Meet Daxter's new girlfriend. too bad he gets drunk at the first date:)
CHAPTER 10
HICK!
(Hip Hog Heaven, later know as the Naughty Ottsel)
Tess: (is cleaning the counter)
Daxter: hi! You're new here! But I've seen you before. Don't you work for the underground?
Tess: jepp, I'm Tess. Torn sent me to spy on Krew, the world's fattest eyh. Have you seen my make-up around?
Daxter: no, but I can help you look for it. (Jumps behind the counter) Maybe it's in one of these bottles (drinks) not that one, (drinks) not there either (drinks)
Erol: (looks at Daxter over the counter) eyh, leave some for the rest of us HICK!
Krew, the world's fattest robot: hello!

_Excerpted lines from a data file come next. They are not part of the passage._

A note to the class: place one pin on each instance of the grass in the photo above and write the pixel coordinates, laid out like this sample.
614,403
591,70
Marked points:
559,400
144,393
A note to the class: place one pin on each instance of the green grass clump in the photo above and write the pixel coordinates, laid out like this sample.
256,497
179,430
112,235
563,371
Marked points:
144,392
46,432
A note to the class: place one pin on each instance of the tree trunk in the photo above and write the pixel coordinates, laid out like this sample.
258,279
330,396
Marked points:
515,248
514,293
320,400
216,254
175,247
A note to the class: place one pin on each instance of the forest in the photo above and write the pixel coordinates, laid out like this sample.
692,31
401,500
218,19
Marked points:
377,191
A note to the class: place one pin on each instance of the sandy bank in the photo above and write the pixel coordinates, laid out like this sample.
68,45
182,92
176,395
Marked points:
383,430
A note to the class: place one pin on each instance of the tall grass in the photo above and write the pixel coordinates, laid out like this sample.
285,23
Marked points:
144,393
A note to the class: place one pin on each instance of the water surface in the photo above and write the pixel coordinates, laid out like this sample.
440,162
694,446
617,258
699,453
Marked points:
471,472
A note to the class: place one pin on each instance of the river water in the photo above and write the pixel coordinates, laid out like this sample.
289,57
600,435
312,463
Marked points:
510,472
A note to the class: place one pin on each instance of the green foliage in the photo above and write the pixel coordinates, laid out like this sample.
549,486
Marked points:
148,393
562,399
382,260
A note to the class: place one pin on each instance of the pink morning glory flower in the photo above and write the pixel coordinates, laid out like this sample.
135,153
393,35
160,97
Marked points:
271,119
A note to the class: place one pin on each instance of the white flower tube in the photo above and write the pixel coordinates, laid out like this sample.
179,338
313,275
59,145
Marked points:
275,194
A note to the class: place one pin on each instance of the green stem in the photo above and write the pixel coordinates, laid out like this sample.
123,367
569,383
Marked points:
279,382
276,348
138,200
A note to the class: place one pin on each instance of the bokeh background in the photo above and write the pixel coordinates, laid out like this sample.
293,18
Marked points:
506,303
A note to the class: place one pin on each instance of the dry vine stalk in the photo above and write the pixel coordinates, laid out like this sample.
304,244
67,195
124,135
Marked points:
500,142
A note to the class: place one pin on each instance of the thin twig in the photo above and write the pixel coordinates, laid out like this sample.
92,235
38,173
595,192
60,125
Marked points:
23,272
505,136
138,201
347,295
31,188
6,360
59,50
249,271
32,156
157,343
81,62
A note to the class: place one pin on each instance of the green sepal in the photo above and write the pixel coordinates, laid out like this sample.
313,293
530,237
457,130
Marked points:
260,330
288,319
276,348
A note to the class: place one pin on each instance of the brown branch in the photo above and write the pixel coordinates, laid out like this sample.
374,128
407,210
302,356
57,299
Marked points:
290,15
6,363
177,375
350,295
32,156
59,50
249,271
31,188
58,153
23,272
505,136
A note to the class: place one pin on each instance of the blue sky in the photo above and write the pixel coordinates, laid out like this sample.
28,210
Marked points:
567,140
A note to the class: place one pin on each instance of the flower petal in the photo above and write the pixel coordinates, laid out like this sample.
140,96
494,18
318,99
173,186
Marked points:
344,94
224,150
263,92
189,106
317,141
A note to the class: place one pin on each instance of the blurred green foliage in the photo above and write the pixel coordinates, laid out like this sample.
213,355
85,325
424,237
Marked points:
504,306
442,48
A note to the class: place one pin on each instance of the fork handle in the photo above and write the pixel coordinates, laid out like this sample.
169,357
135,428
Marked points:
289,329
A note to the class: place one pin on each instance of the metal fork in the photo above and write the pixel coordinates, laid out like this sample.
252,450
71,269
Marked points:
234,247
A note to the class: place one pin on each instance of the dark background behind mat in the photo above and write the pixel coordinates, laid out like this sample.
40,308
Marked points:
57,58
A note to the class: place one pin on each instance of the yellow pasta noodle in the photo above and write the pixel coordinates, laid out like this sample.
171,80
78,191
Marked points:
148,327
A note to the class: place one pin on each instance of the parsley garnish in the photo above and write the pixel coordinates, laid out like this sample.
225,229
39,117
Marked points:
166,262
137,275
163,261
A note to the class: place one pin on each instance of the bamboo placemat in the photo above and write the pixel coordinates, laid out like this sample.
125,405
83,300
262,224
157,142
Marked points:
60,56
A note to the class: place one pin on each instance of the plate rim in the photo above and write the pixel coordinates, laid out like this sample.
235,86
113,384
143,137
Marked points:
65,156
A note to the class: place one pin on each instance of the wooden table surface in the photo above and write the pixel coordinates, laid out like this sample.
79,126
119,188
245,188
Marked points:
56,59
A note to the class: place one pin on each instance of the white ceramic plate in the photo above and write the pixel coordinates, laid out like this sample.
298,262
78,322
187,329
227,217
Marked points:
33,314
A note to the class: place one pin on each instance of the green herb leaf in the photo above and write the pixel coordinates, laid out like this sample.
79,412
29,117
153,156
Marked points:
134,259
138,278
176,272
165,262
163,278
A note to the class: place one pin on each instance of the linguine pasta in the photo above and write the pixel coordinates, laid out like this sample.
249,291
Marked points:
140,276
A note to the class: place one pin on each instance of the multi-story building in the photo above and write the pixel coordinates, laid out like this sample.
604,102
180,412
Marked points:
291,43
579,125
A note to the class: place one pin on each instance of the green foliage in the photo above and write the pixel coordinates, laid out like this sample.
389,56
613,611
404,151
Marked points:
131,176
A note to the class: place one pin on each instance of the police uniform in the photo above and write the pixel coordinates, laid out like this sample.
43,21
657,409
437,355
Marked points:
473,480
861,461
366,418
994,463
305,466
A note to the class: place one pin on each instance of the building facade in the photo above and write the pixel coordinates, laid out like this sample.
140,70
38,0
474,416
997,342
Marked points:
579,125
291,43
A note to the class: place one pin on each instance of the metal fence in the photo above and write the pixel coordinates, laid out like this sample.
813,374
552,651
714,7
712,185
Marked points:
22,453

I've got a new job for you Jak, some of my clients are about to make money drops for me. Get me that money and…
Erol: (looks suspiciously at them) HICK
Krew, the world's fattest James Bond-look-alike: (whispers) take care of any guards who get curios
Erol: (looks suspiciously at them) HICK
Jak: like that one? (Points at Erol)
Erol: (looks at Daxter who is currently singing an odd song) HICK
Daxter: (sings) Hakuna Matata! What a wonderful phrase!
Well and Erol: (claps)
Krew, the world's fattest costumer: leave him alone! He's my best costumer!
Erol: (drinks) HICK
Daxter: tell me if you find Tess' make-up in there HICK!
Erol: (shoots Daxter and gives Tess the make-up he found in the bottle) HICK
Daxter: (faints)
Tess: thank you Erol
Jak: (walks out, gets the money, and comes back in) I've got your money
Krew, the world's fattest phone: great job! But… is your rat sick or something?
Erol: rat? HICK
Daxter: (wakes up) where? I'm scared of rats!
Erol: me too, HICK (hugs Daxter for security)
Krew, the world's fattest ball: what's their problem eyh?